ペラリとページがめくれる音と外からの車の音、時々話声が聞こえてくるだけだった静かな空間。それを一瞬でぶち壊し、バターンッと大きく音を立て部屋に入ってきた紺色のブレザー。

はあ、と溜息を栞にして雑誌を閉じた。


「はいはい、落ち着け。そして座れ」

「はい……」


涙目で駆け込んで、ドアを開いたまま仁王立ちしていたのを慣れた様子で目の前に座らせた。
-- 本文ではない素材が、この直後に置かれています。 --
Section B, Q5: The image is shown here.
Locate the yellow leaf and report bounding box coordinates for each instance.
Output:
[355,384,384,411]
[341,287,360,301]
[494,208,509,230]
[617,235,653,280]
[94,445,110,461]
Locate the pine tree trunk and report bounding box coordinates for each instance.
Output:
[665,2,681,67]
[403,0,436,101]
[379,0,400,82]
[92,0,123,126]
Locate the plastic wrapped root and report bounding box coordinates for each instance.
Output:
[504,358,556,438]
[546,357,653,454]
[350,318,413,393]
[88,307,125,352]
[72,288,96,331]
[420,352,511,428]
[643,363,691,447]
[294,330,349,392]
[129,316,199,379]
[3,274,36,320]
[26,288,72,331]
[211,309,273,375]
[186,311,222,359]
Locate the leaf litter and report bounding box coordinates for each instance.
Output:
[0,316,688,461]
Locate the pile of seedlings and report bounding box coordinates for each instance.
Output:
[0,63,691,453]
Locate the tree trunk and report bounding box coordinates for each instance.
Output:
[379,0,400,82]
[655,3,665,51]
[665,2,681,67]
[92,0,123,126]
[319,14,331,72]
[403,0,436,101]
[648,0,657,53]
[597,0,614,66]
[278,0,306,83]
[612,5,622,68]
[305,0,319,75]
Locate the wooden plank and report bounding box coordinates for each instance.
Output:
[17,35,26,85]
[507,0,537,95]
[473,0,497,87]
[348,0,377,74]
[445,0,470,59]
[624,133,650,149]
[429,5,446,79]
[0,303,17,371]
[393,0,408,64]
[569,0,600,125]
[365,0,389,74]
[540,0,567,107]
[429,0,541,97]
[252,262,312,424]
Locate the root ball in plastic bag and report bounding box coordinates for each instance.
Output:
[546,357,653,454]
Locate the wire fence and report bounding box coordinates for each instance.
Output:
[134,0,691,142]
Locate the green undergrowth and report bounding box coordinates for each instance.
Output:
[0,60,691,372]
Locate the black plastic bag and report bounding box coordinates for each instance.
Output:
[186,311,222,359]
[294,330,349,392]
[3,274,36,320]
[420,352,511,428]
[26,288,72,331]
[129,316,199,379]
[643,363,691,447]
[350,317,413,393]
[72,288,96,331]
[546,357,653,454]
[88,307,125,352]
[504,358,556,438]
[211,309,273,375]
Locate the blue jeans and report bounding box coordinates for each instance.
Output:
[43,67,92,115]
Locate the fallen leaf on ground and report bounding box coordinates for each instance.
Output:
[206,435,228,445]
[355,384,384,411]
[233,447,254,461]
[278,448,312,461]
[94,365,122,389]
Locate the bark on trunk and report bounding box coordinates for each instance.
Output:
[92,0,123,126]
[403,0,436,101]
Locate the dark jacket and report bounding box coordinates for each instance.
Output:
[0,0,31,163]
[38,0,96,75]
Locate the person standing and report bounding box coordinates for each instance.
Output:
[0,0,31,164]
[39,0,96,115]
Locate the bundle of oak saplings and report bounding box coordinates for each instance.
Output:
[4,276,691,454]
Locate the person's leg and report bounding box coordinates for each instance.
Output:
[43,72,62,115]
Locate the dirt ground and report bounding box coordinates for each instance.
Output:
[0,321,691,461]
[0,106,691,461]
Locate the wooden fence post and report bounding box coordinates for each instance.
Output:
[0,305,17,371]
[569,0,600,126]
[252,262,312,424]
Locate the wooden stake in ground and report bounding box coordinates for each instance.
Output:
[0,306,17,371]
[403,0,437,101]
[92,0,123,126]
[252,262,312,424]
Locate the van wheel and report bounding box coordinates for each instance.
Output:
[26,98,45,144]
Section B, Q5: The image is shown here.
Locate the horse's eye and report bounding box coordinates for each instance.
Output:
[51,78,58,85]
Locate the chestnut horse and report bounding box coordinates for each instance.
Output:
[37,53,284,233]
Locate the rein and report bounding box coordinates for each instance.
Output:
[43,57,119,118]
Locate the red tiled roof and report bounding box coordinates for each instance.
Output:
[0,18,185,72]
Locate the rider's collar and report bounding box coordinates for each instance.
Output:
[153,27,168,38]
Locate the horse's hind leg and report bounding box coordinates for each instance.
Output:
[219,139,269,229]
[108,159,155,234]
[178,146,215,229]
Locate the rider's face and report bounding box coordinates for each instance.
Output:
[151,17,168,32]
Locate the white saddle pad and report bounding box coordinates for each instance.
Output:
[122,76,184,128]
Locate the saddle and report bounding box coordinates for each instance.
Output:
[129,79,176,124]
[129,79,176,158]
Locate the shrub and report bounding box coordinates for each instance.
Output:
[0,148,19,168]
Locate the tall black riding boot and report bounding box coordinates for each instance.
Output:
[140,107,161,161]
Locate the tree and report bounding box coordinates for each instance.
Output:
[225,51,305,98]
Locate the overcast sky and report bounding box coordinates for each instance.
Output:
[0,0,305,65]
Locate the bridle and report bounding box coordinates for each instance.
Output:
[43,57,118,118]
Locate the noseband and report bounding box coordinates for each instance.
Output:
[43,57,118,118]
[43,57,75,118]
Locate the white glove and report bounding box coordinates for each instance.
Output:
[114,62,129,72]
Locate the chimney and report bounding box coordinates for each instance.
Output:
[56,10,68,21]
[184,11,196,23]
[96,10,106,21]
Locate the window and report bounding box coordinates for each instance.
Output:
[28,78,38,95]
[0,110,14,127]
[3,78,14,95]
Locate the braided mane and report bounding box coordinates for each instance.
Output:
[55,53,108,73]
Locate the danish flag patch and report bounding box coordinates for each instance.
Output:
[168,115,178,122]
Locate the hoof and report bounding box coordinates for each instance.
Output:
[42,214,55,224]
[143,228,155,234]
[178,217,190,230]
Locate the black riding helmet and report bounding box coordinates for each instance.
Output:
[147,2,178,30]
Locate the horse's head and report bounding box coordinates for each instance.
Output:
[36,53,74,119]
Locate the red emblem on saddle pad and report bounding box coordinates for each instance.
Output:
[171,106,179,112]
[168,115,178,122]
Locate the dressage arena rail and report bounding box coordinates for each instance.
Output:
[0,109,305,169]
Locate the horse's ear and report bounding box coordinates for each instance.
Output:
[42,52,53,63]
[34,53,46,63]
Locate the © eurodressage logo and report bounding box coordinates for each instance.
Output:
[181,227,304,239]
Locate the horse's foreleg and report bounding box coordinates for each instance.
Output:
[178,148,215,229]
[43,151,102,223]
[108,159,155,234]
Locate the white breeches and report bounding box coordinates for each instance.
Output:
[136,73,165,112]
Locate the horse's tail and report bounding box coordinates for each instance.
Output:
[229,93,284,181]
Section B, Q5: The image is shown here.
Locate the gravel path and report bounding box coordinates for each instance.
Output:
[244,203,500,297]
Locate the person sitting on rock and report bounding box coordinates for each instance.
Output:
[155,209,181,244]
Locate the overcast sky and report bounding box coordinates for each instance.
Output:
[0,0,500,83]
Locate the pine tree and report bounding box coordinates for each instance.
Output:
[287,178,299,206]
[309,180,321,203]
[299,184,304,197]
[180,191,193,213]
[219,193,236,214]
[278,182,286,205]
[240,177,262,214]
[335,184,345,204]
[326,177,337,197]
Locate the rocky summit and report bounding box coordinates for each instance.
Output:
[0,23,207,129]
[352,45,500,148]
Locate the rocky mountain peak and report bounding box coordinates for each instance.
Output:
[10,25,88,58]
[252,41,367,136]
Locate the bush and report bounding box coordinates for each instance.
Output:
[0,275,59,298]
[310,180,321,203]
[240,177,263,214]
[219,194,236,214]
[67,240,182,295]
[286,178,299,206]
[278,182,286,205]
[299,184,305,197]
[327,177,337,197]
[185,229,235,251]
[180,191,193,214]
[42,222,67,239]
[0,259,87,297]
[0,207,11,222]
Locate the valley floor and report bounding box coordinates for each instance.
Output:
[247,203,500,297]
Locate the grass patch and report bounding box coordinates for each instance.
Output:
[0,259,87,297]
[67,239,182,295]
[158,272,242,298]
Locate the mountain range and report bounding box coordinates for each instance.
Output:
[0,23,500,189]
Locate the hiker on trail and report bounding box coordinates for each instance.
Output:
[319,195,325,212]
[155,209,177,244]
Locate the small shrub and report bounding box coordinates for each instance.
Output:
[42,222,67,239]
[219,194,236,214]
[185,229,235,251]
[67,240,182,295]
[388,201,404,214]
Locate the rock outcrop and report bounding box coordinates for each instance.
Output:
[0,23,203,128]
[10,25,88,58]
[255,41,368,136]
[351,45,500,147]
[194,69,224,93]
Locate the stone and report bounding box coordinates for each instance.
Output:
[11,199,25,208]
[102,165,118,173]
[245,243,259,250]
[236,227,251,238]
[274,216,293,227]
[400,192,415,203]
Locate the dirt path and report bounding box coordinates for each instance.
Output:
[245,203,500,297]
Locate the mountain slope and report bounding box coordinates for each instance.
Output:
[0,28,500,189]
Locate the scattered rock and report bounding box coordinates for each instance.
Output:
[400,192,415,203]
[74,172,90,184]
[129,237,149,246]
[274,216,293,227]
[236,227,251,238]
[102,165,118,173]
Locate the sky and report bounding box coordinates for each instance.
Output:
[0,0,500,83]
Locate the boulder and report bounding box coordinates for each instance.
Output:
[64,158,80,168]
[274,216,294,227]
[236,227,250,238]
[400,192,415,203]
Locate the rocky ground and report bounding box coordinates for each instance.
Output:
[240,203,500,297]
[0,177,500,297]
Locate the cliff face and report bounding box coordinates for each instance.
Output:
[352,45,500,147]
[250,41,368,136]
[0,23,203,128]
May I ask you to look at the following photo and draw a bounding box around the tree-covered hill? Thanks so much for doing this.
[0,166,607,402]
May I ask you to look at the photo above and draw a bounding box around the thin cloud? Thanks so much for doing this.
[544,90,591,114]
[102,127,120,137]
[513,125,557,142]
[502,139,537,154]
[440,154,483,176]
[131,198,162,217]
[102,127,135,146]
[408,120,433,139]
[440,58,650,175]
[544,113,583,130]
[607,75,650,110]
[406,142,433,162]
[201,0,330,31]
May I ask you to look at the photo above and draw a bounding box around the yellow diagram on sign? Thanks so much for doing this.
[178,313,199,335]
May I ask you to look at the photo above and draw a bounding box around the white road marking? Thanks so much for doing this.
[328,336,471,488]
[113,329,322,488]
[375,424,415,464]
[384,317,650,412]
慣れた様子、というか実際慣れている。

夜に女の子が部屋に駆け込んでくるという状況に慣れている、なんて軽々しく言えば非難が飛んできそうなものだが、色めいたイベントではない。


それこそ、物心がつく前から一緒に育ってきた幼馴染なのだから。


所謂、お隣さんである笑(えみ)が俺の部屋にやってくるのに一分もかからない。笑が俺の部屋に入ったことは一度や二度ではないし、逆もまた然りである。

そして、今日のように泣きながら部屋のドアに危害を加えられることも両手どころか足を使っても数えられないくらい経験してきた。

こいつがこうやってやって来るときは大抵、しょうもないことなのだ。どうせ弟の優李(ゆうり)にアイス食べられたとかに決まってる。


「で、どうしたんだ?」

「あのねっ、優李があたしのアイス食べちゃったの!」

「………」

「ひどいよね? この前もプリン食べられたし」

「……そうだな。また俺が買ってやるから泣くな」

「ホントっ? 英ちゃん大好き!」


仕方ないとばかりに色素の薄い髪を撫でれば、ぱあっと音が聞こえてきそうなほど笑顔になる。ゲンキンなやつだと苦笑しながらも、満更でもないのだ、俺は。

こんなくだらないことを聞いてやるのも、泣きそうな顔を可愛いと思うのも、笑顔に胸が高鳴るのも、好きだから。


こいつのことが好きだからだ。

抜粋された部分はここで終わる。